Arizona moved forward with its pledge to join California in cutting greenhouse gas emissions.

The Copper State is likely to avoid imposing new regs for trucks, however.

Arizona’s Department of Environmental Quality will formally introduce a new proposed regulation to limit greenhouse gas emissions that closely follows a 2005 law from California, according to a news release from the department. A public comment period would follow, and the law could be approved by spring 2008.

Greenhouse gas emissions increased by 56 percent from 1990 to 2005, which the agency said is the fastest growth rate in the nation.

“If unchecked, Arizona’s GHG emissions are projected to grow by 140 percent between 1990 and 2020 and by 200 percent between 1990 and 2040,” the news release stated.

Trucks probably won’t be included in the new greenhouse gas emissions standards, one agency employee told Land Line on Wednesday, Nov. 28.

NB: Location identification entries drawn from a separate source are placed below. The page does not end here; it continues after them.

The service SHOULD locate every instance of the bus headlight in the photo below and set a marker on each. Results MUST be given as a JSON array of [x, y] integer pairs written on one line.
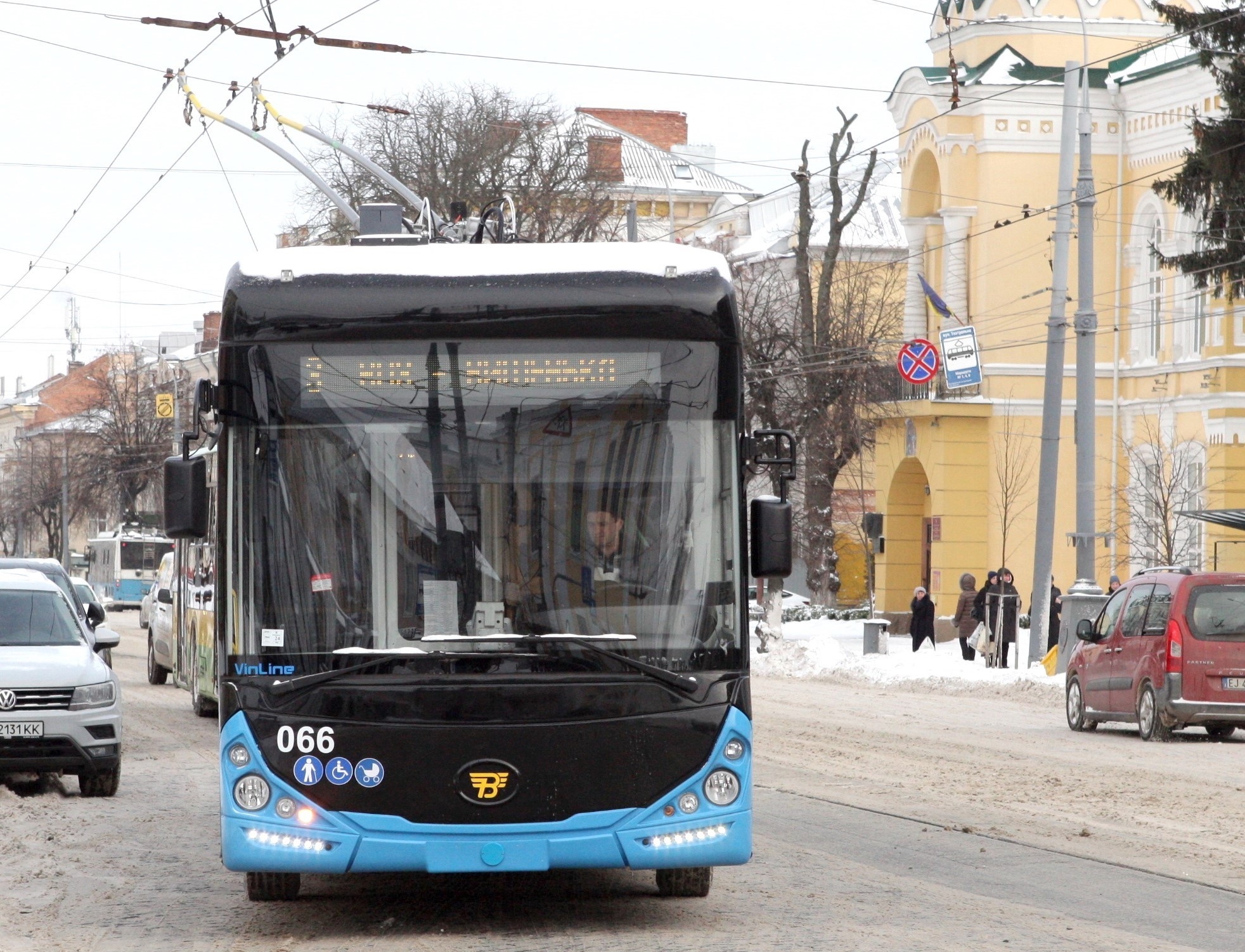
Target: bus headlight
[[723, 788], [252, 792]]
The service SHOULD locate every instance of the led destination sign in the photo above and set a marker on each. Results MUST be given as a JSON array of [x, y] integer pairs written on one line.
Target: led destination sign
[[351, 375]]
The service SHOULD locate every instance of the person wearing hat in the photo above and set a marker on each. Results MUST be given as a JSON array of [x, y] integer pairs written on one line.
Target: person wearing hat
[[979, 604], [923, 617]]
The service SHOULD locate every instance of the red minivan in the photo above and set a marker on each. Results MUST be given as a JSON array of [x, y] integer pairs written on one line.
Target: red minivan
[[1167, 651]]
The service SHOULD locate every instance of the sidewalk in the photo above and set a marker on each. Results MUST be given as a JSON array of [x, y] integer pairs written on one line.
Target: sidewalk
[[834, 648]]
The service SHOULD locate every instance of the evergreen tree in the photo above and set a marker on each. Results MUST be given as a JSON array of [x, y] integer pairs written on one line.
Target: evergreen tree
[[1210, 186]]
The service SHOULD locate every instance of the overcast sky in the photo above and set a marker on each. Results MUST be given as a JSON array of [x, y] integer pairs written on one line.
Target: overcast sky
[[67, 113]]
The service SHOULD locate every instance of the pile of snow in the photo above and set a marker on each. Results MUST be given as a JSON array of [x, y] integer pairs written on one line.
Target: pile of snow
[[835, 648]]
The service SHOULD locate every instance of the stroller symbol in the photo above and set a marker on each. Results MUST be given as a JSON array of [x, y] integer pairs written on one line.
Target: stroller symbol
[[369, 772], [339, 771]]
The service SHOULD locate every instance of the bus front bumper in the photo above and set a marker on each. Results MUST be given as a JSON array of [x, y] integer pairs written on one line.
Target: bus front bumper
[[643, 838]]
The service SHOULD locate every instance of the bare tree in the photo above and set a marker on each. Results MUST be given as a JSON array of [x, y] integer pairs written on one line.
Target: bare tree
[[1164, 478], [842, 329], [134, 440], [46, 468], [1014, 475], [474, 143]]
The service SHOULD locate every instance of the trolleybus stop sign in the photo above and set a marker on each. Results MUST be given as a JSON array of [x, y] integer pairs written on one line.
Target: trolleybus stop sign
[[918, 361]]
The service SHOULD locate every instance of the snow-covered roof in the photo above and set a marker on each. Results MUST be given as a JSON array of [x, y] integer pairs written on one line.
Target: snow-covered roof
[[1153, 61], [650, 167], [484, 261]]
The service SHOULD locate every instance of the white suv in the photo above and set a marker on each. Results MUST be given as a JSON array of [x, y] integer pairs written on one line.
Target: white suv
[[60, 705]]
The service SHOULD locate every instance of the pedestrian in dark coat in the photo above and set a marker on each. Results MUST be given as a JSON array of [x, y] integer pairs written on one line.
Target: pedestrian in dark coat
[[1052, 636], [979, 604], [1003, 612], [964, 619], [923, 619]]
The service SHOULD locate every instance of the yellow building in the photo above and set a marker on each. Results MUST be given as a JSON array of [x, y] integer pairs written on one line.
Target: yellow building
[[957, 472]]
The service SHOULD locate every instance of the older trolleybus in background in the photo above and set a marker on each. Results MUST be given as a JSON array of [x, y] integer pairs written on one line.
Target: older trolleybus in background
[[479, 562], [122, 564]]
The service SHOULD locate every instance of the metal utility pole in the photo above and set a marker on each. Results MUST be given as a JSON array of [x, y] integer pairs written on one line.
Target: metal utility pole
[[65, 505], [1085, 598], [1087, 339], [72, 328], [1052, 397]]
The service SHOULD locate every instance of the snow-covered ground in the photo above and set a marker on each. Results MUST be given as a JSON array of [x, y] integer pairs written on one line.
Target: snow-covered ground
[[835, 648]]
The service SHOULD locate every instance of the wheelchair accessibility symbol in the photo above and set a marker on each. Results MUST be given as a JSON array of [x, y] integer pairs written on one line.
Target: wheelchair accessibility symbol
[[339, 771], [369, 772], [308, 771]]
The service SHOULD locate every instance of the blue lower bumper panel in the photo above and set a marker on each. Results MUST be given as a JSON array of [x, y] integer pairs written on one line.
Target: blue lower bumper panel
[[642, 838]]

“The rules haven’t been written, but everything’s being targeted to passenger vehicles,” said Mark Shaffer, a spokesman for the Arizona Department of Environmental Quality. “Our department is working on the rules package on this. The focus has been on passenger vehicles.”

In addition to California, the 11 other states that have adopted California’s greenhouse gas vehicle standards are Connecticut, Maine, Maryland, Massachusetts, New York, New Jersey, Oregon, Pennsylvania, Rhode Island, Vermont and Washington. Colorado, Florida, New Mexico and Utah have said they also will adopt the California plan.